You found the length of side BC in part (a) BC= 15052.07
do you know the angle that is opposite to side BC ?
the angle opposite side BC is the angle that is not B and not C
im sorry but i just dont understand..
what is the *angle* opposite side BC ? you have 3 choices: B , C or D. (and it's not B or C)
i thought you meant side not angle
that means we can write down \[ \frac{15052.07}{\sin(90)} = \] now you need a side (I would pick the one we are looking for, and its opposite angle)

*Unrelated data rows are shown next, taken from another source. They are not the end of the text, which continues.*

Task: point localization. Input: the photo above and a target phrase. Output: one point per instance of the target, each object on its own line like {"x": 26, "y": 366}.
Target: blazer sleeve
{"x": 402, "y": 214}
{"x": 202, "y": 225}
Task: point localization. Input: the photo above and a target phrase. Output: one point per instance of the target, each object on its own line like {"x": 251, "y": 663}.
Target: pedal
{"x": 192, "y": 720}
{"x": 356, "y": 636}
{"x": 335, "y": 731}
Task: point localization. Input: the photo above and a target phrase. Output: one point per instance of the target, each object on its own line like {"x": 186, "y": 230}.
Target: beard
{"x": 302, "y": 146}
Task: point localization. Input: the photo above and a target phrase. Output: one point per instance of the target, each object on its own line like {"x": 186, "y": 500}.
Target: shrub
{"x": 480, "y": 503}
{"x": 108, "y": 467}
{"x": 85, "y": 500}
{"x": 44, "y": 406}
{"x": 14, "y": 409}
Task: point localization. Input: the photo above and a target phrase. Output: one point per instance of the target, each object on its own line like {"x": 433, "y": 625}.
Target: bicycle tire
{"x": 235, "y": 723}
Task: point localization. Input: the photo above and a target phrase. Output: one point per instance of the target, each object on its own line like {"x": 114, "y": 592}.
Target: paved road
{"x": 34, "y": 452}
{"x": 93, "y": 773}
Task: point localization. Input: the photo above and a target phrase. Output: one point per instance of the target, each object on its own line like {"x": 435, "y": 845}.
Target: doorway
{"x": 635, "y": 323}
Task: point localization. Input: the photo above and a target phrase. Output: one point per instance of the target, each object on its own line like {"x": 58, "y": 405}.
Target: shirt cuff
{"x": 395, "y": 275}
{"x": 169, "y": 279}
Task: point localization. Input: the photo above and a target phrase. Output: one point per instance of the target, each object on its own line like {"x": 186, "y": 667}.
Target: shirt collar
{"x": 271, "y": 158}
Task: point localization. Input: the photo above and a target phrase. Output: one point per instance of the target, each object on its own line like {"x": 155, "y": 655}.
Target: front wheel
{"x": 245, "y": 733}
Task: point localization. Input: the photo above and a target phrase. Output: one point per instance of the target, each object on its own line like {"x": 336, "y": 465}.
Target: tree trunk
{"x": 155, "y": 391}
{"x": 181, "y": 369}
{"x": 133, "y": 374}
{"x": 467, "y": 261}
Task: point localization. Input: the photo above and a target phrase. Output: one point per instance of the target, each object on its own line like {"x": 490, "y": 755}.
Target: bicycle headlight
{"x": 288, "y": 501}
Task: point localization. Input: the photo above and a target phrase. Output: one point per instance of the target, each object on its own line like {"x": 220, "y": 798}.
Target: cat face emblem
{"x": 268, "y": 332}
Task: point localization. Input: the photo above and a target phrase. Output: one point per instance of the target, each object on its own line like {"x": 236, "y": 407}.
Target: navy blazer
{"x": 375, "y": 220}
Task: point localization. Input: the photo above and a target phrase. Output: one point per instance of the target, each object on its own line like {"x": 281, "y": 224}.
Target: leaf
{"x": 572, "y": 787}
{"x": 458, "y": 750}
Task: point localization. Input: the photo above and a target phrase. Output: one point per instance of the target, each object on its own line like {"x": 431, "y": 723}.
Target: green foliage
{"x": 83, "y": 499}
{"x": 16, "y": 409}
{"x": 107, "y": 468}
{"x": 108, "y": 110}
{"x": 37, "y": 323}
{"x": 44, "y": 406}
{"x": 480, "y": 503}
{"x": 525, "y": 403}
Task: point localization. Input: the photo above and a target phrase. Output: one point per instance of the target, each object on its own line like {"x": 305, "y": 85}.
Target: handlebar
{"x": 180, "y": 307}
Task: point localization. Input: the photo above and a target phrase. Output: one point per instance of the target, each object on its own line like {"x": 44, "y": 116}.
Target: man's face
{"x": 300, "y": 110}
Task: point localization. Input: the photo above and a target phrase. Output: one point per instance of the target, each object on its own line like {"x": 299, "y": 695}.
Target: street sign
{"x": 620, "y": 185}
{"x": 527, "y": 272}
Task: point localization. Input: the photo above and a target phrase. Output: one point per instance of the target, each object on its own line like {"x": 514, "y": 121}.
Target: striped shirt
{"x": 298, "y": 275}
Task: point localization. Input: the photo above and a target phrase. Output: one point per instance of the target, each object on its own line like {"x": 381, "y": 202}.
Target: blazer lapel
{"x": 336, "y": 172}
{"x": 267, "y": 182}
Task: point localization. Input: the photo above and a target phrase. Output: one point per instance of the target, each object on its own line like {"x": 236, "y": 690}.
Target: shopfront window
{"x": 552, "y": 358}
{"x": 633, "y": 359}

yes, write CD over sin(24) and set that equal to the first ratio (up above) what do you get ?
I don't know what that is. You should be writing down the equation that you get when you use the Law of Sines. In part (a) we used \[ \frac{BC}{\sin (16)}= \frac{7600}{\sin( 8)} \] your job is to write a similar equation for part (b) you already have both sides....
*both sides of the equation \[ \frac{15052.07}{\sin(90)} = \] and ....
yes, but use that in the equation... CD/sin(24) is part of the equation
the idea is length/sin(angle) = length/ sin(angle)
perfect. now "solve" for CD multiply both sides by sin(24) (this will "cancel" sin(24) on the right side)
that is the right side of the equation. you should also show the other side. in other words, start with \[ \frac{15052.07}{\sin(90)} = \frac{CD}{\sin(24)} \] multiply both sides by sin(24). the right side will simplify to CD, just like you showed what do you get for the left side of the equation ?
not after you multiply it by sin(24)
\[ \frac{15052.07}{\sin(90)} = \frac{CD}{\sin(24)} \\ \frac{15052.07}{\sin(90)} \cdot \sin(24)= \frac{CD}{\sin(24)}\cdot \sin(24) \\\frac{15052.07}{\sin(90)} \cdot \sin(24)= CD \]
now round to the nearest foot. that is the answer for part (b)
This was a difficult problem. But it go faster if you try to learn some of this.
Thank you @phi! I really apperciate your help and patience